El Paso Mayor Oscar Leeser, who lost his mother and brother to COVID during the winter surge, said the reason the city and county have enacted recent mask mandates, in defiance of Gov. Greg Abbott’s ban on them and in spite of lower numbers, is because the potential for another surge is still real.

“We do worry and we want to make sure that we don’t have any spikes,” he said. “You always want to be proactive and you always want to be prepared.”

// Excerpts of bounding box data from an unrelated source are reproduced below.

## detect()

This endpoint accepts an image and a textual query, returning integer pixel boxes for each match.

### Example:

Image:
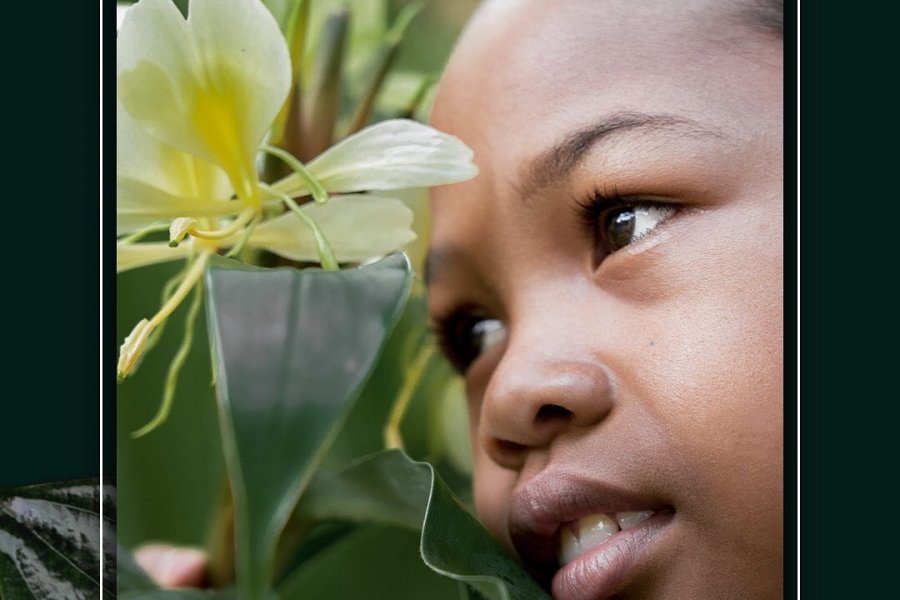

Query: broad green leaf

[278,524,459,600]
[0,479,116,600]
[302,450,548,600]
[207,255,411,600]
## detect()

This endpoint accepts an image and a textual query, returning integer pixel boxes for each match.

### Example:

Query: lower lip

[552,510,675,600]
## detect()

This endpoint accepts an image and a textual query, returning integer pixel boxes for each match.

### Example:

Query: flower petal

[116,0,291,197]
[274,119,478,196]
[248,194,416,262]
[116,242,191,273]
[116,177,246,235]
[116,102,233,201]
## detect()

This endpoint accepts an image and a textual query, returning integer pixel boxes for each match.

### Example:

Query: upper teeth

[559,510,653,565]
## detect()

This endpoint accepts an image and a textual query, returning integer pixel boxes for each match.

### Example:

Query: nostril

[534,404,572,423]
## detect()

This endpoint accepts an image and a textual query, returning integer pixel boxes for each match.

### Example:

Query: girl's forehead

[432,0,781,184]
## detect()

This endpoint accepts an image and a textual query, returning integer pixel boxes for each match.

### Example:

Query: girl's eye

[598,204,675,253]
[578,190,677,260]
[437,313,506,373]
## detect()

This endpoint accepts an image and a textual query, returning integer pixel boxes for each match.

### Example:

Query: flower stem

[260,184,340,271]
[260,144,328,204]
[384,344,435,450]
[131,283,203,439]
[150,252,209,327]
[188,208,259,240]
[117,223,169,244]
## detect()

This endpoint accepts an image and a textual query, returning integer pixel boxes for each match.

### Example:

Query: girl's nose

[477,328,614,469]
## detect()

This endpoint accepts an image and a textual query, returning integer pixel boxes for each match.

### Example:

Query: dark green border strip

[0,2,100,486]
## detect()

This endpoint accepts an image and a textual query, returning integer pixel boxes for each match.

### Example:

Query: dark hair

[741,0,784,38]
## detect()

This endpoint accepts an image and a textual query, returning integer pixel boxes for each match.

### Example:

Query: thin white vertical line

[97,0,106,600]
[795,2,802,598]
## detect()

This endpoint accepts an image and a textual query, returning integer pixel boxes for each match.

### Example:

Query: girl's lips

[509,471,674,600]
[551,509,674,600]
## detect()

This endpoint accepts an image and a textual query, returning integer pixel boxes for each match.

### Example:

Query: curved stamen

[185,208,259,244]
[260,183,340,271]
[260,144,328,204]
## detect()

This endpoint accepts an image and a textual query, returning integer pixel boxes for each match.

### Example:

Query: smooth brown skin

[429,0,783,600]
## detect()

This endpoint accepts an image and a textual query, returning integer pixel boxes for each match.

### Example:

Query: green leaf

[278,524,459,600]
[207,255,411,600]
[302,450,549,600]
[0,479,116,600]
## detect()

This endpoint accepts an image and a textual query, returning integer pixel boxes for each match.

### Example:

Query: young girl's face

[428,0,783,599]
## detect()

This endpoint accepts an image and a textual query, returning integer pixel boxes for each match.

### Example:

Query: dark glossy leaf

[207,255,411,600]
[302,450,548,600]
[0,479,116,600]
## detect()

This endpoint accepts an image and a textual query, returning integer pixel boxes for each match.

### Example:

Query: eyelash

[576,187,677,264]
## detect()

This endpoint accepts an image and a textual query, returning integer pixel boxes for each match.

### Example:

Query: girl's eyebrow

[516,112,724,198]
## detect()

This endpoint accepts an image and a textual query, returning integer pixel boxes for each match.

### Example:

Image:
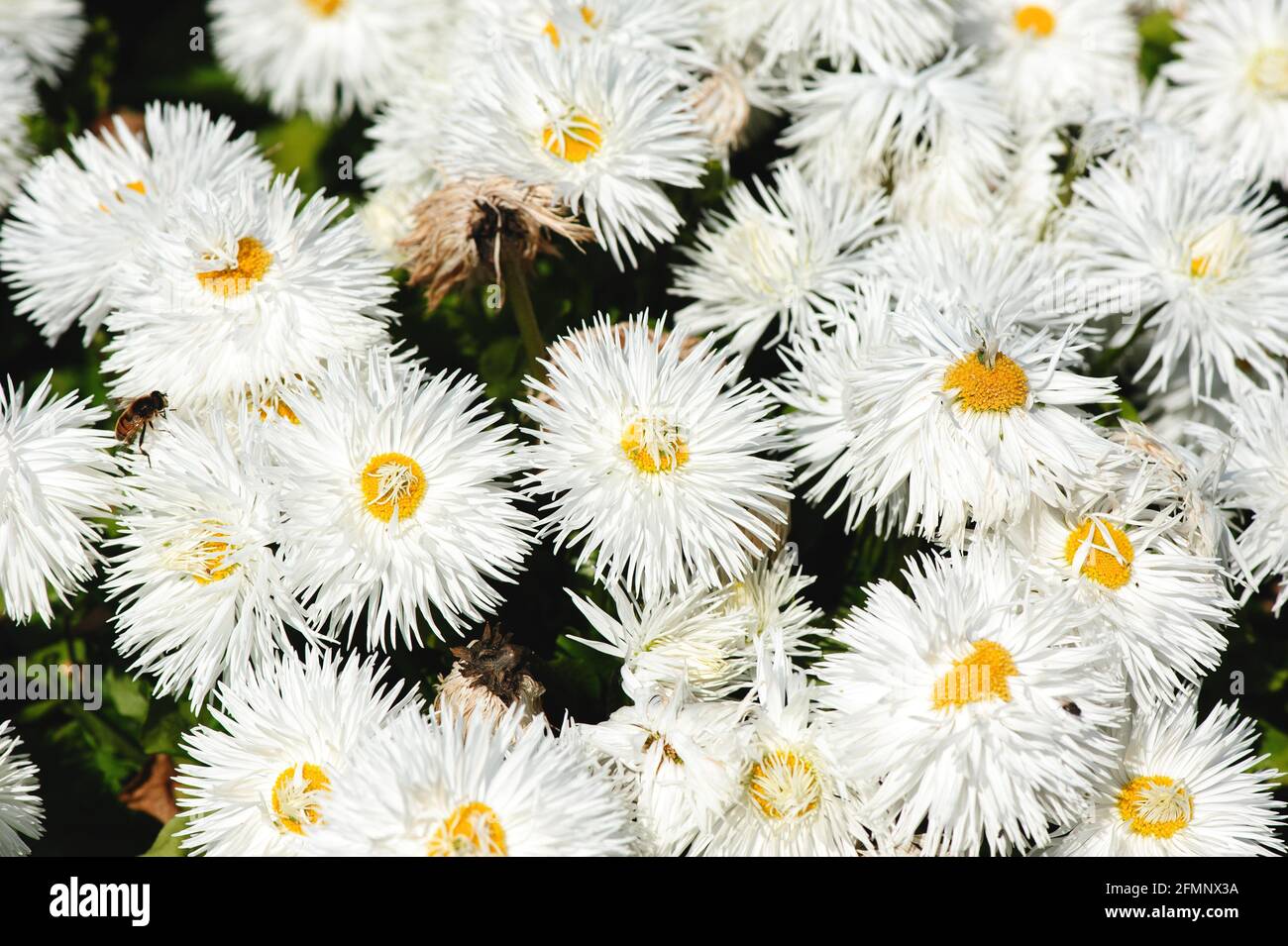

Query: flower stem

[501,253,546,374]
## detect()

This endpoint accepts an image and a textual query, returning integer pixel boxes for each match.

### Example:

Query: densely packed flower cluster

[0,0,1288,856]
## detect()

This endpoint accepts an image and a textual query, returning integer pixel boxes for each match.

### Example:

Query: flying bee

[116,391,168,466]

The story goes on to recount the huge spike in COVID cases that El Paso experienced last November, which put it in the national news. If you look at the included chart of COVID cases, which tracks El Paso and the state as a whole, the two were mostly in sync except for that giant surge in November, which came between the two big statewide surges, and now, when the statewide rate began to take off in May but El Paso’s stayed more or less where it had been. I’m sure the mask mandate and above-norm vaccination rates have helped with that, but it may also be that enough unvaccinated El Pasoans have had COVID that the overall rate of immunity is high enough to be something like herd immunity. Or maybe they’re just lucky right now, and the curve will begin to turn upward for them eventually. I very much hope that’s not the case, but I think we all know that this pandemic has been persistent and somewhat random about who gets it the worst at a given time. In the meantime, though, keep on keeping on, El Paso.